When How a People Die was first published I was often asked why I had decided to speak out. The book put my job in the federal Indian service at risk and certainly would offend many Indian people, though not all by any means. Since one doesn't get rich writing this sort of book, why did I do it?

The answer lay in my acute frustration at the reluctance of us allfield workers, Indian leaders, department officials at headquarters, politicians--to talk about the real guts of what it was like in the villages where the people lived--and so often died on account of how they lived.

We administered social assistance, we operated schools and sent children to school, we built houses and, where money and terrain allowed, installed piped water and sewage disposal. We worked with band councils to administer timber, grazing, gravel and other natural resources on reserve lands. We administered the land itself for internal use by the people or through leasing to outsiders for revenue for band funds. Contrary to popular myth, we worked with Indian leadership in most of what we did.

But little of what we did, or even talked about, directly addressed the harsh reality of daily life in the villages--widespread heavy drinking. brutal violence against women and children by husbands, fathers and other men, sexual abuse including considerable incest, dreadful neglect of children.

The silence of the Indian leaders was in some measure understandable. Those who had some talent to lead and who had accepted responsibility for their people were overwhelmed by what they had undertaken. They could deal with the practical difficulties of schools, houses, water systems and resource use. What could they do about the rest of it-the drinking, the beating, the incest, the child neglect?

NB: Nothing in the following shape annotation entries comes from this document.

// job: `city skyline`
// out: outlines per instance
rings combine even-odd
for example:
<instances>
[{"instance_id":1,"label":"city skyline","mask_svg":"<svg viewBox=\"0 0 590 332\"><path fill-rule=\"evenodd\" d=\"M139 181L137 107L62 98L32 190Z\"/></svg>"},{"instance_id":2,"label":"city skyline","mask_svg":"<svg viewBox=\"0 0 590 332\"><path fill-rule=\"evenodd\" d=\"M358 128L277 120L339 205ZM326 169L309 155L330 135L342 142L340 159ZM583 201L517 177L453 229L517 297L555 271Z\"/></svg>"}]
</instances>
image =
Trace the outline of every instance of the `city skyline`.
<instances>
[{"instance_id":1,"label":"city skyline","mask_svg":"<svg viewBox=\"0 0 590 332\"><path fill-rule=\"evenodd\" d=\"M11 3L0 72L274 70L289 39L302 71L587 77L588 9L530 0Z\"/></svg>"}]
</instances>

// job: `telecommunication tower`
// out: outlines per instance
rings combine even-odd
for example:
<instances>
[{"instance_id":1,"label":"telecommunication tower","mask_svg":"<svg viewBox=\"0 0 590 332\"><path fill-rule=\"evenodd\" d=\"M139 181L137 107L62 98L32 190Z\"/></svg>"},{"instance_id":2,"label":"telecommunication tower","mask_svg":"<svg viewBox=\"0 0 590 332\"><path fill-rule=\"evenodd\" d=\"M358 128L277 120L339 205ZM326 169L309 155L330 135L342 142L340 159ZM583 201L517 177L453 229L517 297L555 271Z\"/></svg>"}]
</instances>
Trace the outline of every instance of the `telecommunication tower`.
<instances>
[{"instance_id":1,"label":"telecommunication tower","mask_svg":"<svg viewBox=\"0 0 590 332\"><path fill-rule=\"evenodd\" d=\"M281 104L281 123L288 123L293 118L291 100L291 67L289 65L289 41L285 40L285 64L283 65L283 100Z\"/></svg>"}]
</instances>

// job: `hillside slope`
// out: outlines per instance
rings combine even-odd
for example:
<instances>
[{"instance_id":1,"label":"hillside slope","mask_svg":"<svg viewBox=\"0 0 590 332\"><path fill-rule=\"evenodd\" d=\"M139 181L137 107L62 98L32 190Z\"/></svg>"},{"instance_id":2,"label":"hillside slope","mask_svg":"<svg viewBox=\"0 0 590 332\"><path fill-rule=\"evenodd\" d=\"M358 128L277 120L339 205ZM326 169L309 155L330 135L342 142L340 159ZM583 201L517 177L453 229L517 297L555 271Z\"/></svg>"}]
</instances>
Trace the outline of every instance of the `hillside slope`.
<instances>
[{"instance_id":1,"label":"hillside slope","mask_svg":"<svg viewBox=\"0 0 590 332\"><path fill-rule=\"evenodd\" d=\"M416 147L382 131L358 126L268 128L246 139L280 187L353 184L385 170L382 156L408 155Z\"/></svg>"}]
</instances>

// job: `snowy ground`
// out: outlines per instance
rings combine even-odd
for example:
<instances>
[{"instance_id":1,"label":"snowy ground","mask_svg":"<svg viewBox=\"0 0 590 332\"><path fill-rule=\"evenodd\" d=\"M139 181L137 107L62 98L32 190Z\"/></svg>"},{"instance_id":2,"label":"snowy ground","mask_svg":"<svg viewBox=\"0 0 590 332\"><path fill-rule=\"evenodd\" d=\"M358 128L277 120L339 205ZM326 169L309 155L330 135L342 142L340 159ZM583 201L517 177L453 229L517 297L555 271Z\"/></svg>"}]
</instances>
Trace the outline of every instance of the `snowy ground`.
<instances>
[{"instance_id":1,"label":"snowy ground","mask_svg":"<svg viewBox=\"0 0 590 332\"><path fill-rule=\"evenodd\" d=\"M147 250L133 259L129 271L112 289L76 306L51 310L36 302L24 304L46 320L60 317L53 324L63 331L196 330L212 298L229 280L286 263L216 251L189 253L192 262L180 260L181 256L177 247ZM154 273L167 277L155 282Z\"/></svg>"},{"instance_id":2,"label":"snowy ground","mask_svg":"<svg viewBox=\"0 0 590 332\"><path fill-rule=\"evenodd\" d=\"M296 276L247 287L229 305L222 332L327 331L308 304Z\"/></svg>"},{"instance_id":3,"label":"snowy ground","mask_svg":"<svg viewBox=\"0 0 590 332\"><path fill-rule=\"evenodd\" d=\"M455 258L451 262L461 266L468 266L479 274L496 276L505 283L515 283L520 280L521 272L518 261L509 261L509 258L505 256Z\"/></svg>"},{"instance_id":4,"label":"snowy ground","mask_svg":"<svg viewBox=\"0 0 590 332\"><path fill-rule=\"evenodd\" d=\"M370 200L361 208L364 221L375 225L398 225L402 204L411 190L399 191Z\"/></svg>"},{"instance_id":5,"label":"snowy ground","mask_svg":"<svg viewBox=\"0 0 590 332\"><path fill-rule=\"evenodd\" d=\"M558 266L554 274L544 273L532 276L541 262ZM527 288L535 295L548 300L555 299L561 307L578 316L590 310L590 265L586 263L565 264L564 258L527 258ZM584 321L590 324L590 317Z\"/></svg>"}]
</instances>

Particularly what could they do about it when, as was so often the case, some of these horrific behaviours affected their own families, affected themselves?

A majority of the leaders were men and men dominated life in Indian villages, notwithstanding an ostensible respect for prominent women. If these men did not themselves practice the abhorrent behaviours, they most often had male kin who did, male kin against whom they found it impossible to speak, let alone take action.

They did not want to talk about the drinking, the beating, the incest and the child neglect. Senior people in the department, the politicians and an articulate but ignorant segment of the public, imbued with romantic notions, hardly wanted to know about, much less discuss, these harsh realities.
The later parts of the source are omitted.